Tribunal para Ruanda: algunos aspectos jurídicos

30-11-1997 Artículo, Revista Internacional de la Cruz Roja, por Frederik Harhoff

  Enjuiciamiento internacional de los crímenes de guerra  

Si nos remontamos a los diversos orígenes de las leyes de la guerra [1 ] una pregunta elemental parece haber retenido la atención de los primeros legisladores: ¿por qué, de hecho, habría que imponer limitaciones jurídicas a las acciones bélicas, siendo así que su finalidad es destruir al enemigo extranjero? A primera vista, estas restricciones resultan ser incompatibles con el objetivo mismo de la guerra y no tenían valor alguno para quienes estaban obligados a resistir a un ataque armado o deseaban librar batalla contra el enemigo.

Esta cuestión clásica ya no suscita mayor interés en las cúpulas militar y política, para las cuales el cuerpo del derecho internacional humanitario se ha convertido en un marco generalmente aceptado por lo que respecta a la conducción de las hostilidades —aunque lejos de ser siempre respetado. Una respuesta sencilla a este interrogante podría ser que la amplia aceptación de estas normas restrictivas se debe a que han demostrado redundar en interés de las partes contendientes. La finalidad de esta normativa es minimizar el sufrimiento y los daños infligidos no sólo al adversario sino también a los soldados de su propio bando, así como a las personas civiles, al medio ambiente y a los bienes culturales.

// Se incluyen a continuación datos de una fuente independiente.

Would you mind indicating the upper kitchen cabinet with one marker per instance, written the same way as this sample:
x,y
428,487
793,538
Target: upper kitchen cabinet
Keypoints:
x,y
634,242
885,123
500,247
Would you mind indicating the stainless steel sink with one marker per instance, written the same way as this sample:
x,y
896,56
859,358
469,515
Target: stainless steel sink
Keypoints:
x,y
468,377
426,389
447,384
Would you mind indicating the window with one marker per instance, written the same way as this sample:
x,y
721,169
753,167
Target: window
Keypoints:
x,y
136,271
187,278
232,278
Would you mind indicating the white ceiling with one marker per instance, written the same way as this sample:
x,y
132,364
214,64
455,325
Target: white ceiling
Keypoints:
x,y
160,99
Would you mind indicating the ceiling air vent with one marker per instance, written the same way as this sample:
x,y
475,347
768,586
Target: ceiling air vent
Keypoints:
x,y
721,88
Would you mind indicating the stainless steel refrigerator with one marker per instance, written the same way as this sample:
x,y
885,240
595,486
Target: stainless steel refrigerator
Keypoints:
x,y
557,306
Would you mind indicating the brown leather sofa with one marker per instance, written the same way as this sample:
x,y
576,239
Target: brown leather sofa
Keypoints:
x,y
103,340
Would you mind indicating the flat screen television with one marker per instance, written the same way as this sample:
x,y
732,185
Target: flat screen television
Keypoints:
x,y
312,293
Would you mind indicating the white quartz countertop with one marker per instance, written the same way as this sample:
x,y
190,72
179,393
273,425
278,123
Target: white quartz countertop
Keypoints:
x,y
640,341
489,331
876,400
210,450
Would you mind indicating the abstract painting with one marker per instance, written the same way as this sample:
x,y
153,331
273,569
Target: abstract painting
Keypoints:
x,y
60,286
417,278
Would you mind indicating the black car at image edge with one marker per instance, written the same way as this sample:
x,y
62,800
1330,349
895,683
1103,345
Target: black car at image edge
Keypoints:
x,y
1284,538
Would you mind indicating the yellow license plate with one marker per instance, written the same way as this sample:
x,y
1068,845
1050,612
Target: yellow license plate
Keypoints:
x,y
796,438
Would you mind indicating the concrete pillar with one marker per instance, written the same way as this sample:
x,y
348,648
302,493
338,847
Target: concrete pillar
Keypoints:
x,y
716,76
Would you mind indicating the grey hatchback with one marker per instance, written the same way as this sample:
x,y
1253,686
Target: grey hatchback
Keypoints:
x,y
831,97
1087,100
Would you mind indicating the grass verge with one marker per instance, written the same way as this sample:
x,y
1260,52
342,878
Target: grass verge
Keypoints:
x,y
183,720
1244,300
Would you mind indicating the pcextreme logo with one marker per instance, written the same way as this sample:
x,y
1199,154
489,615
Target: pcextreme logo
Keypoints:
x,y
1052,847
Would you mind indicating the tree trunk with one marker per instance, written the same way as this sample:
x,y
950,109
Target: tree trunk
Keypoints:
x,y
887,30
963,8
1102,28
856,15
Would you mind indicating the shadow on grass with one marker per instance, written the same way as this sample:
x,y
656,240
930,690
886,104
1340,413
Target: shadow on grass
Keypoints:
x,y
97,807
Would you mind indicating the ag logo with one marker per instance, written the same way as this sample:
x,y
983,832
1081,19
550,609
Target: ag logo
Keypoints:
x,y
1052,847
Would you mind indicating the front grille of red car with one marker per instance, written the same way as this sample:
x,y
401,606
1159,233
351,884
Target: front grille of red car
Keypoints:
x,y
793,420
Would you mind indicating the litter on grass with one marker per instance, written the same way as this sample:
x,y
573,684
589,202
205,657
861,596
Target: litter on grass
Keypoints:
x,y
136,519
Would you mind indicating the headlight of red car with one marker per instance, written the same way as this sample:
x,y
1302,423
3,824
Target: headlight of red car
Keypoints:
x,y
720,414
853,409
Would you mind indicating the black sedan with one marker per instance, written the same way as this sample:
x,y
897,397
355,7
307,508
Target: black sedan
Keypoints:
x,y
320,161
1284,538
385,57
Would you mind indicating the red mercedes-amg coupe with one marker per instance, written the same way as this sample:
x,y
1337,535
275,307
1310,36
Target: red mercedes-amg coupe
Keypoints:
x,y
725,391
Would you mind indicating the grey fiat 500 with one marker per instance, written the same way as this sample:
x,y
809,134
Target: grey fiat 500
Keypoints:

El miedo a enfrentarse con nuevos peligros y a un excesivo sufrimiento tiende a desmoralizar y desmotivar a las tropas, y la experiencia militar demuestra que el ejército desmoralizado y aterrado es mucho menos eficaz que las fuerzas que conocen los riesgos y que confían en las normas. Por esta sola razón, existe una inherente lógi ca militar en ventaja de los dos bandos, según la cual se trata de reducir los medios y la magnitud de los daños y de los sufrimientos infligidos al enemigo durante los combates.

Así pues, la cuestión crucial no es hoy saber si habría o no que imponer limitaciones jurídicas a la guerra, sino cómo se pueden hacer respetar y aplicar efectivamente dichas limitaciones por parte de quienes las transgreden; de ahí la extrema importancia de la definición de crímenes de guerra y del enjuiciamiento de los criminales de guerra.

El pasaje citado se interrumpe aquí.